# Configuration using YAML

## Why YAML?

PyKale has been designed such that users can configure machine learning models and experiments without writing any new Python code. This is achieved via a human and machine readable language called [YAML](https://en.wikipedia.org/wiki/YAML). Well thought out default configuration values are first stored using the [YACS](https://github.com/rbgirshick/yacs) Python module in a `config.py` file. Several customized configurations can then be created in respective `.yaml` files.
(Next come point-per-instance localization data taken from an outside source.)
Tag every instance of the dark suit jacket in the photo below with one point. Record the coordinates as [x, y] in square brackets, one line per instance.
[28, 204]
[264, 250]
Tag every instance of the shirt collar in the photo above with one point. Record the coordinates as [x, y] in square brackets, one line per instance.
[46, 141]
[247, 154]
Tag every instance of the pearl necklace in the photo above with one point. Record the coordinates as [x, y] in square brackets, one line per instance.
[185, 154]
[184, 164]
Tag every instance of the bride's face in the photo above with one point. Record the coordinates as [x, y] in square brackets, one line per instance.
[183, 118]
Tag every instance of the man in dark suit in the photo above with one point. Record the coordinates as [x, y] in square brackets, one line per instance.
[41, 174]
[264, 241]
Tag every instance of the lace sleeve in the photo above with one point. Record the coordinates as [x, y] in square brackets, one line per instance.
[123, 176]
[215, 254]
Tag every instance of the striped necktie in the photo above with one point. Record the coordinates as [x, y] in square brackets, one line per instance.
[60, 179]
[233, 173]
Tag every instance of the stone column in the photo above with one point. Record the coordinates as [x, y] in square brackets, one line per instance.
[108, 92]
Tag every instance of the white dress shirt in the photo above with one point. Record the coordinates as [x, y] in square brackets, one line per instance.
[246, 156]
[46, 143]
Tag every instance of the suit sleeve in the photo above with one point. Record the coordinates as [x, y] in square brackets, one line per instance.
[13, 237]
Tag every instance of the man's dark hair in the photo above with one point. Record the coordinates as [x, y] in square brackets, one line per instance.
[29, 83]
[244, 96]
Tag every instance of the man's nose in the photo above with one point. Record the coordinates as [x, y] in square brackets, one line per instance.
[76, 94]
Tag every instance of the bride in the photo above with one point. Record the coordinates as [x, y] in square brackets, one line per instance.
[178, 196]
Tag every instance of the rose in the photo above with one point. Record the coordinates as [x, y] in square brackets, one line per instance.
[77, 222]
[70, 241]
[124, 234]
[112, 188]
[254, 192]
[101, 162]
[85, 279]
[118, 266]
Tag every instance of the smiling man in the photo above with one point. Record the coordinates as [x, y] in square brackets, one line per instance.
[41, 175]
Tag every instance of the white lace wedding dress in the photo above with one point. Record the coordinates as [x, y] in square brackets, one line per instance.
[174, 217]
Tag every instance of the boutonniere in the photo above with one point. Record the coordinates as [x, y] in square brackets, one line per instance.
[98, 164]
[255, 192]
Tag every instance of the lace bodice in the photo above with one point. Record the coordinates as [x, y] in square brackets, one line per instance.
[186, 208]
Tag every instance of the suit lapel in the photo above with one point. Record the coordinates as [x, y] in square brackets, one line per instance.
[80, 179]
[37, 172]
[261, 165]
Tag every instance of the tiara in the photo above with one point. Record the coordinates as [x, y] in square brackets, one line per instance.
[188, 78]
This also enables more advanced users to establish their own default and add new configuration parameters with minimal coding. By separating code and configuration, this approach can lead to better [reproducibility](https://en.wikipedia.org/wiki/Reproducibility).

## A simple example

The following example is a simple [YAML file `tutorial.yaml`](https://github.com/pykale/pykale/blob/main/examples/digits_dann/configs/tutorial.yaml) used by the [digits tutorial notebook](https://github.com/pykale/pykale/blob/main/examples/digits_dann/tutorial.ipynb):

```{YAML}
DAN:
  METHOD: "CDAN"

DATASET:
  NUM_REPEAT: 1
  SOURCE: "mnist"
  VALID_SPLIT_RATIO: 0.5

SOLVER:
  MIN_EPOCHS: 0
  MAX_EPOCHS: 3

OUTPUT:
  PB_FRESH: None
```

Related configuration settings are grouped together. The group headings and allowed values are stored in a [separate Python file `config.py`](https://github.com/pykale/pykale/blob/main/examples/digits_dann/config.py) which many users will not need to refer to. The headings and parameters in this example are explained below:

| Heading / Parameter | Meaning | Default |
| --- | --- | --- |
| **DAN** | Domain Adaptation Net | *None* |
| METHOD | Type of DAN: `CDAN`, `CDAN-E`, or `DANN` | `CDAN` |
|**DATASET** | Dataset (for training, testing and validation ) | *None* |
| NUM_REPEAT | Number of times the training and validation cycle will be run | `10` |
| SOURCE | The source dataset name | `mnist` |
| VALID_SPLIT_RATIO | The proportion of training data used for validation | `0.1` |
| **SOLVER** | Model training parameters | *None* |
| MIN_EPOCHS | The minimum number of training epochs | `20` |
| MAX_EPOCHS | The maximum number of training epochs | `120` |
| **OUTPUT** | Output configuration | *None* |
| PB_FRESH | Progress bar refresh option | `0` (disabled) |

The tutorial YAML file `tutorial.yaml` above overrides certain defaults in `config.py` to make the machine learning process faster and clearer for demonstration purposes.

## Customization for your applications

Application of an example to your data can be as simple as creating a new YAML file to (change the defaults to) specify your data location, and other preferred configuration customization, e.g., in the choice of models and/or the number of iterations.